El corazón del viento

El Hijo de la Garza no tuvo nunca otro nombre. Nadie lo nombró de otra manera, ni él, cuando fue tiempo, buscó que lo llamaran de otra forma. Fue el Hijo de la Garza, y así lo hizo saber en todos los lugares a los que llegó. Que fueron tantos que faltaron manos para contarlos, y tan lejanos que faltó memoria y leyendas para recordar que alguien hubiera llegado tan lejos.

Tuvo el paso ágil de su padre, Viento en la Hierba, de quien no solo heredó sus pies, sino que también anidaron en su corazón los mismos inquietos espíritus del aire. El Hijo de la Garza hizo de los horizontes sus senderos. Hacia ellos fue tan solo para caminar luego hacia otros más lejanos, hasta que hubo de parar cuando dos azules se juntaron. Solo su madre le llamó Junco, pero él no arraigó jamás en una ribera. No podía hacerlo. Era el hijo del Viento y de la Garza.

Había nacido en una cueva calcárea, de las que se abren en el Cañón del Río Dulce, y en las que una noche Ojo Largo creyó que dormía por el día la luna. Creció junto a las márgenes del río y pronto aprendió a atrapar truchas con nasas de juncos y mimbres, a capturar cangrejos con la mano en sus galerías subacuáticas y a recolectar caracoles entre la hierba mojada después de los algarazos primaverales y de las tormentas del verano.
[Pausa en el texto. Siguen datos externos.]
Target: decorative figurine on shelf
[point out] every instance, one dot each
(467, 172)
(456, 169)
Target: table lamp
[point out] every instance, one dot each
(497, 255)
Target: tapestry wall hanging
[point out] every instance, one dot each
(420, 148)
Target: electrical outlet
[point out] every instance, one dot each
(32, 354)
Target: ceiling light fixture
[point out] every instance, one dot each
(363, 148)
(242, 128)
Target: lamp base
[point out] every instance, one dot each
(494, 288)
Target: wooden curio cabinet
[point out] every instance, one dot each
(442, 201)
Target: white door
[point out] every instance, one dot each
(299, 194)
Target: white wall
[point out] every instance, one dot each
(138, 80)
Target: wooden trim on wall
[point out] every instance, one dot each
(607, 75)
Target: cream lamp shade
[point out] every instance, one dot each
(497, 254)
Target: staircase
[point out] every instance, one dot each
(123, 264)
El Cañón del Río Dulce, hundido en las entrañas calizas de la tierra, permitía un clima más benigno que las estepas a las que se abría al norte. Sus inviernos eran mucho menos extremos y heladores que los que soportaban las tribus vecinas que habitaban sobre los cortados del río Arcilloso o los terribles y continuos ventisqueros entre los que durante interminables lunas debían sobrevivir las tribus de los Claros, los que habitan en las grutas de las Montañas Azules, que presiden los picos siempre nevados del Ocejón y el Lobo, pasadas las aguas del río Bornova, hacia el poniente.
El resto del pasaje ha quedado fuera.